Occorre prendere coscienza che l’ergastolano ha una vita uguale al nulla e anche volendo spingere la fantasia verso previsioni future, resta tutto più cupo del nulla. Si parla spesso del problema delle carceri, ma non cambia mai nulla (o forse qualcosa cambia in peggio e il problema del sovraffollamento delle carceri lo dimostra). I suicidi nelle carceri sono proporzionalmente in numero maggiore di diciassette volte rispetto a quelli che avvengono nel “mondo esterno”. I “signori” politici dovrebbero pensare veramente per un attimo al disgraziato detenuto che non può morire in carcere per vecchiaia. Parlo dei politici perché la responsabilità è loro, perché se la legge del 4 bis non viene cambiata siano consapevoli che noi ergastolani ostativi dal carcere non potremo uscire mai: che diano risposta a questa domanda questi “signori”!.
Sto sognando, lo so! Purtroppo un ergastolano può solo sognare.
Fino ad oggi la mia trentennale carcerazione è stata interrotta da soli dieci mesi di latitanza ( periodo che va da giugno del 1986 ad aprile del 1987). Venti anni fa entrai nei termini per poter usufruire dei benefici penitenziari e da allora ho iniziato a presentare diverse richieste per poterli ottenere, ma sono state respinte sistematicamente tutte fino a quando nel 2004 mi venne concesso un permesso con l’art- 30 O.p. (otto ore libero, senza scorta) per partecipare alla presentazione di un CD-ROM sulle fontane di Spoleto, realizzato in carcere da noi alunni del quarto anno dellIistituto d’arte. Trascorsi quelle ore di permesso a Spoleto insieme ai miei familiari venuti appositamente dalla Sardegna, ed in compagnia di alcuni professori. Nel novembre del 2005 mi fu concesso un altro permesso, questa volta di sette ore, per la presentazione di una rivista sui vecchi palazzi di Spoleto, che avevamo prodotto in carcere. Trascorsi quelle ore a Perugia sempre con i miei familiari. A questo punto mi ero convinto che il fattore di pericolosità sociale attribuitomi fosse oramai decaduto e di conseguenza mi illusi che, di tanto in tanto, mi sarebbe stato concesso qualche permesso utile a curare gli affetti familiari. Purtroppo non fu così, perché dopo quell’ultimo permesso tutte le mie richieste furono respinte. Inizia a questo punto a chiedere con insistenza un trasferimento in un carcere della mia regione di appartenenza, affinché i miei familiari potessero avere meno disagi ad ogni nostro incontro, ma nulla da fare: la prima richiesta fu rifiutata e le successive non ebbero mai risposta. Ho presentato a più riprese richieste di permesso necessità per poter andare a far visita a mia sorella Raffaella che non vedo dal 2004 e che non si trova in condizioni per poter affrontare lunghi viaggi, ma anche queste vengono negate motivando che lei non si trova in pericolo di vita. Sono contento che mia sorella non sia in pericolo di vita. Sono state tante le mie richieste per un avvicinamento a colloquio al carcere di Nuoro, dove mi sarebbe stato possibile incontrare mia sorella, l’ultima l’ho presentata il due maggio 2011. Ma non mi hanno ancora risposto.

Mario Trudu

martedì 12 luglio 2011

Lettera di un ergastolano ostativo al Presidente della Repubblica

Signor Presidente della Repubblica, ci sono delle sere che il pensiero che possiamo rimanere in carcere per tutta la vita non ci fa dormire.

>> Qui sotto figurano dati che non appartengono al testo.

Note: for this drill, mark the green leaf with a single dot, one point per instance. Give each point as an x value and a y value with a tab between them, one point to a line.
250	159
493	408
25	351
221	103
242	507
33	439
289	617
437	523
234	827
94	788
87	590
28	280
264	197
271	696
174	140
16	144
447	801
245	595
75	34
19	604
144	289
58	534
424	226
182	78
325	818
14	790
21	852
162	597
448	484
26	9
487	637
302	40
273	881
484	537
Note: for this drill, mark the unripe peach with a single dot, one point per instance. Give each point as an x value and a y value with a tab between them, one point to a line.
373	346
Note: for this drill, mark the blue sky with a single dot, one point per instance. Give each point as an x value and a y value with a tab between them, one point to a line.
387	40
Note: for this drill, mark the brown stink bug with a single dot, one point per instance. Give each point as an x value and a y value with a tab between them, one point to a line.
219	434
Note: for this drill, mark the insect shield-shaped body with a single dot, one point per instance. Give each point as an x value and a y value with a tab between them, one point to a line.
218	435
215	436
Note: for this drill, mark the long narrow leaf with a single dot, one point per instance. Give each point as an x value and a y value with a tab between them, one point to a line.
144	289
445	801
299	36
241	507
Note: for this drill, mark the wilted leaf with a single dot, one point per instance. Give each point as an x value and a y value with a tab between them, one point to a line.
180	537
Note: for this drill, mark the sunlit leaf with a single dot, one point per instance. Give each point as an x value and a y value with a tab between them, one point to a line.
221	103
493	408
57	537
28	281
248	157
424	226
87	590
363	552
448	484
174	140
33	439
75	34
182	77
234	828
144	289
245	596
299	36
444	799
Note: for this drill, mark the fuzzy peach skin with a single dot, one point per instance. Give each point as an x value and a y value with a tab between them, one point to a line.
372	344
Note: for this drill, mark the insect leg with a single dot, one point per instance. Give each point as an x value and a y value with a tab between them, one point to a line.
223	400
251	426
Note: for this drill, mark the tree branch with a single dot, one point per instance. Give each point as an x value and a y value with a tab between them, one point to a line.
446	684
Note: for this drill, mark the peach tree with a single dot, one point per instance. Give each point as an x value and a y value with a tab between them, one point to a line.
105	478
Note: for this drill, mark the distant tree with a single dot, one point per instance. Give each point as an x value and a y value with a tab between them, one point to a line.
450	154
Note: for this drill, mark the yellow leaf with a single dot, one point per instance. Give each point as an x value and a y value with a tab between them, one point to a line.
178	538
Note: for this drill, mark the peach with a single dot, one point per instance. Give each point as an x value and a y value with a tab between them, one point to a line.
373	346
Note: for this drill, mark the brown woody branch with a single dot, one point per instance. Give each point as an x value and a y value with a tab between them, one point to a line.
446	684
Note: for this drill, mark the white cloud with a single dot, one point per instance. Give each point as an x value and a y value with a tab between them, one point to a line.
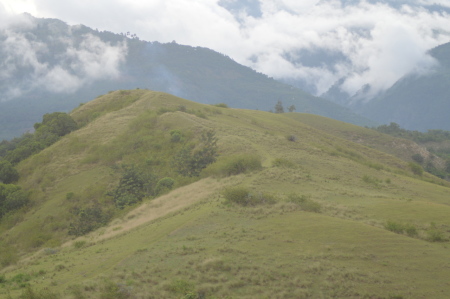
381	43
26	63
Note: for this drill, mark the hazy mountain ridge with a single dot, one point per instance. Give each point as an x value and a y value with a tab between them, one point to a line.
66	65
417	102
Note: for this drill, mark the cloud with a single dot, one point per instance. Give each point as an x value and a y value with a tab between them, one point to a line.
363	43
28	64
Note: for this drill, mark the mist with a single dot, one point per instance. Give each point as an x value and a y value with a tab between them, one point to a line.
28	64
312	44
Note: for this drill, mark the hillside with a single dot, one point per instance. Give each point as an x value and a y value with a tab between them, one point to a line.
321	216
417	102
68	65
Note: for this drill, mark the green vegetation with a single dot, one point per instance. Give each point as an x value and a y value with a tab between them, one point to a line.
437	142
12	197
190	161
234	165
110	215
244	197
53	126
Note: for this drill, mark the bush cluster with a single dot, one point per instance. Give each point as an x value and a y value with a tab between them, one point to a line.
401	228
233	165
305	203
244	197
53	126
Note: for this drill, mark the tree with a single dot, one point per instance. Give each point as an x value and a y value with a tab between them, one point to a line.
130	189
8	174
190	162
279	107
12	197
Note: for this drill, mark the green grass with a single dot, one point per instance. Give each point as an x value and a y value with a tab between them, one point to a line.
343	220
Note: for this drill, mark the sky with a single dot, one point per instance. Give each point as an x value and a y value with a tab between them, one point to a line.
316	42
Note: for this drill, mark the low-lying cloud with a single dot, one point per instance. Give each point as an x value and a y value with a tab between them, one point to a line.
361	43
27	63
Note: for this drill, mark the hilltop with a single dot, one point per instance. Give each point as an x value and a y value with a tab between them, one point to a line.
296	205
69	65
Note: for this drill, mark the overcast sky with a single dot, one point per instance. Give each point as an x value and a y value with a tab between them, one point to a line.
366	42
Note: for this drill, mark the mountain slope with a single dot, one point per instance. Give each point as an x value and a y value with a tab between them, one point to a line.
337	219
417	102
67	65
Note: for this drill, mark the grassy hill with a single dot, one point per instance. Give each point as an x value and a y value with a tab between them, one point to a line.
322	217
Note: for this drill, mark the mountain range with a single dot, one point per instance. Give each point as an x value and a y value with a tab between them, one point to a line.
50	66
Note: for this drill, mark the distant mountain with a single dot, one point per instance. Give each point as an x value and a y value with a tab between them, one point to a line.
49	66
417	102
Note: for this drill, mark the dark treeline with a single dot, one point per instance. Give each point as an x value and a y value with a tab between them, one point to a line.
53	126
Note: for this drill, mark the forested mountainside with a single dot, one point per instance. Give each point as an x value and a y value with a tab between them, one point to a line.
50	66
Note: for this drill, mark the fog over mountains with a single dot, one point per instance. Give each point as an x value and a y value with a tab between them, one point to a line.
349	52
50	66
350	44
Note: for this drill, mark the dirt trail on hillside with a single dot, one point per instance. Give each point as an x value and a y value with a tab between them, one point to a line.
160	207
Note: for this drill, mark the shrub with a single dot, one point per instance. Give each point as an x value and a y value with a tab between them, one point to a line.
130	189
418	158
400	228
79	244
87	220
282	162
234	165
221	105
394	227
292	138
243	197
29	293
434	234
176	136
8	174
305	203
181	287
188	162
416	168
113	290
164	185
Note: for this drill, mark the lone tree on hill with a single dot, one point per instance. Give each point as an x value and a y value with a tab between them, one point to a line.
279	107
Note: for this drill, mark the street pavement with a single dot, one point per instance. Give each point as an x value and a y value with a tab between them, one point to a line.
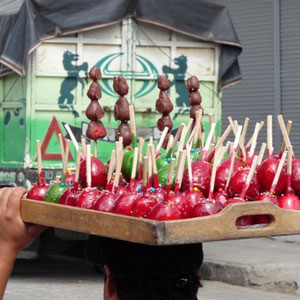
268	264
70	279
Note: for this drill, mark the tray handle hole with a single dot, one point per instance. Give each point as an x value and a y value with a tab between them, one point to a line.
254	221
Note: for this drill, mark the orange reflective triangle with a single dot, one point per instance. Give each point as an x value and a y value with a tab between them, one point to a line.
53	128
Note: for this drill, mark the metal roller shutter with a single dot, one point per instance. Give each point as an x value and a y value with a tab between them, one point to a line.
253	97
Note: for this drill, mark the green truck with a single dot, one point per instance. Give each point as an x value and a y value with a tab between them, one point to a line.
53	92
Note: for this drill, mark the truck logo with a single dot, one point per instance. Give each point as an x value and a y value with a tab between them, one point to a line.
149	71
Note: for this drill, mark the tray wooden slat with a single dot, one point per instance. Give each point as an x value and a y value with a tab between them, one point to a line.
212	228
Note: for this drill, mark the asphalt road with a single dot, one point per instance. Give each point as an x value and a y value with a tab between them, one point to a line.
62	280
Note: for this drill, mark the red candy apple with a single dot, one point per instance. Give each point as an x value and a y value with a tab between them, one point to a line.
88	198
164	211
266	173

E la speranza è un’arma pericolosa.

Si può ritorcere contro di noi.

Se però avessimo un fine pena…

Se sapessimo il giorno, il mese e l’anno che potessimo uscire…

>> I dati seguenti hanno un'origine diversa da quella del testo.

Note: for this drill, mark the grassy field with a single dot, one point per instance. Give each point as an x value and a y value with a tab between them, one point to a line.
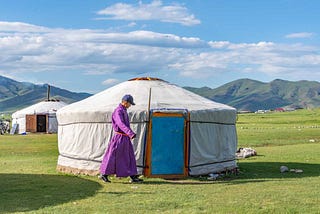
30	183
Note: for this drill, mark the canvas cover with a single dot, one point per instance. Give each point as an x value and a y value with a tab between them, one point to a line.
45	107
85	127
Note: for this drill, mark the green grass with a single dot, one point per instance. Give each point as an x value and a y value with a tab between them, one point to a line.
30	183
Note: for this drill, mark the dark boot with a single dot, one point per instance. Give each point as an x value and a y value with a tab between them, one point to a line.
105	178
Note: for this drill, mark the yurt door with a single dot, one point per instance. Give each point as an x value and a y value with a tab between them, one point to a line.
168	145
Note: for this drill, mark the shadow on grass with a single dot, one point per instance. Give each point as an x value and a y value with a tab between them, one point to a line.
250	172
263	171
27	192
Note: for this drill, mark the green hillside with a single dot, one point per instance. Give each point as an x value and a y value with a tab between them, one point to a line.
252	95
16	95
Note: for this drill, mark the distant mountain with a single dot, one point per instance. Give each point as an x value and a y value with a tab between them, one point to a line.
243	94
252	95
16	95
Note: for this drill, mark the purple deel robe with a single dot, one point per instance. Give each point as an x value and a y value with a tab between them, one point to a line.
119	158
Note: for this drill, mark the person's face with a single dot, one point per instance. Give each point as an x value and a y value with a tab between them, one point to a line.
127	104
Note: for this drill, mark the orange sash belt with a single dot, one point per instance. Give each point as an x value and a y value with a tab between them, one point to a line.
122	133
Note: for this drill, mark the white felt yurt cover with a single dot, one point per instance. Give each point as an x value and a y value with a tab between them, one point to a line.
45	107
85	128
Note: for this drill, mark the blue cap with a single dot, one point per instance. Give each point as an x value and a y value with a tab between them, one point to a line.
128	98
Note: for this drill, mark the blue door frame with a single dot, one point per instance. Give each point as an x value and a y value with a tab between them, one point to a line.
168	145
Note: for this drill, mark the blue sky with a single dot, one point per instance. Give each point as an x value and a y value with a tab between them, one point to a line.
90	45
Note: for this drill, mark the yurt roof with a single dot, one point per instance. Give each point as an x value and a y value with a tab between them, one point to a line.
43	107
162	95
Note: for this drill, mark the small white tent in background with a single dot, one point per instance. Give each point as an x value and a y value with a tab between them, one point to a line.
179	133
40	117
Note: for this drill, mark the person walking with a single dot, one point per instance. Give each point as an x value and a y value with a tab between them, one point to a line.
119	158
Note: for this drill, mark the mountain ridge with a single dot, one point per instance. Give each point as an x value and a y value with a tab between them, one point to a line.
16	95
243	94
253	95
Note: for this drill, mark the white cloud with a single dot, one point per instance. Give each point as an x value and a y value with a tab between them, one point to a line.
300	35
97	52
110	82
174	13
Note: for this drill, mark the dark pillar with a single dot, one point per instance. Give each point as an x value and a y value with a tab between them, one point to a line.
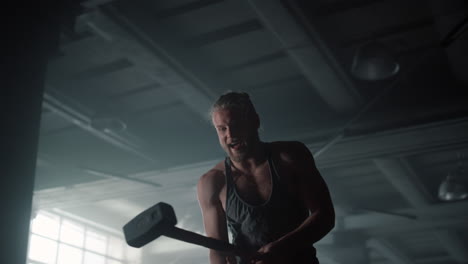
30	33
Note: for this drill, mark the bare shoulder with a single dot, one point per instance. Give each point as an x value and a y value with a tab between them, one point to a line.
213	181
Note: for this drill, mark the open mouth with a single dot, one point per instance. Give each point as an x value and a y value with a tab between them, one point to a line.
236	145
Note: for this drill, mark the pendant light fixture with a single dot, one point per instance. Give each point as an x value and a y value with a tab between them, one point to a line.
453	187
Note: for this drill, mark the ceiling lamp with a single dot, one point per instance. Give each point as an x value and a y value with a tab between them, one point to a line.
373	62
452	187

Forse riusciremo a essere delle persone migliori…

Forse riusciremo a essere delle persone più buone…

Forse riusciremo a essere delle persone più umane…

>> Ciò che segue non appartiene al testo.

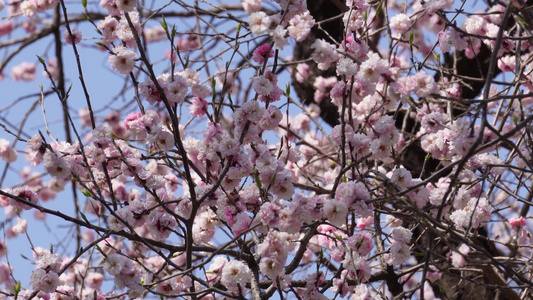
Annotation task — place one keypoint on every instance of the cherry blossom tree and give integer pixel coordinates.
(262, 149)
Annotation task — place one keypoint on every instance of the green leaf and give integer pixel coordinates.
(164, 23)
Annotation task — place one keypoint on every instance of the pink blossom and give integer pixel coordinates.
(233, 273)
(507, 63)
(402, 178)
(279, 36)
(261, 85)
(76, 36)
(372, 68)
(300, 26)
(6, 27)
(44, 281)
(126, 5)
(108, 27)
(399, 253)
(24, 71)
(259, 22)
(459, 257)
(122, 60)
(111, 6)
(324, 54)
(251, 6)
(517, 222)
(7, 153)
(400, 24)
(261, 53)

Forse riusciremo a non essere più delle belve chiuse in gabbia.

Signor Presidente della Repubblica,
noi “uomini ombra” non possiamo avere un futuro migliore, perché noi non abbiamo più nessun futuro.

E per lo Stato noi non esistiamo, siamo come dei morti.

Siamo solo come carne viva immagazzinata ad una cella a morire.

Eppure a volte, quando ci dimentichiamo di essere delle belve, noi ci sentiamo ancora vivi.

E questo è il dolore più grande per degli uomini condannati ad essere morti.

A che serve essere vivi se non abbiamo nessuna possibilità di vivere?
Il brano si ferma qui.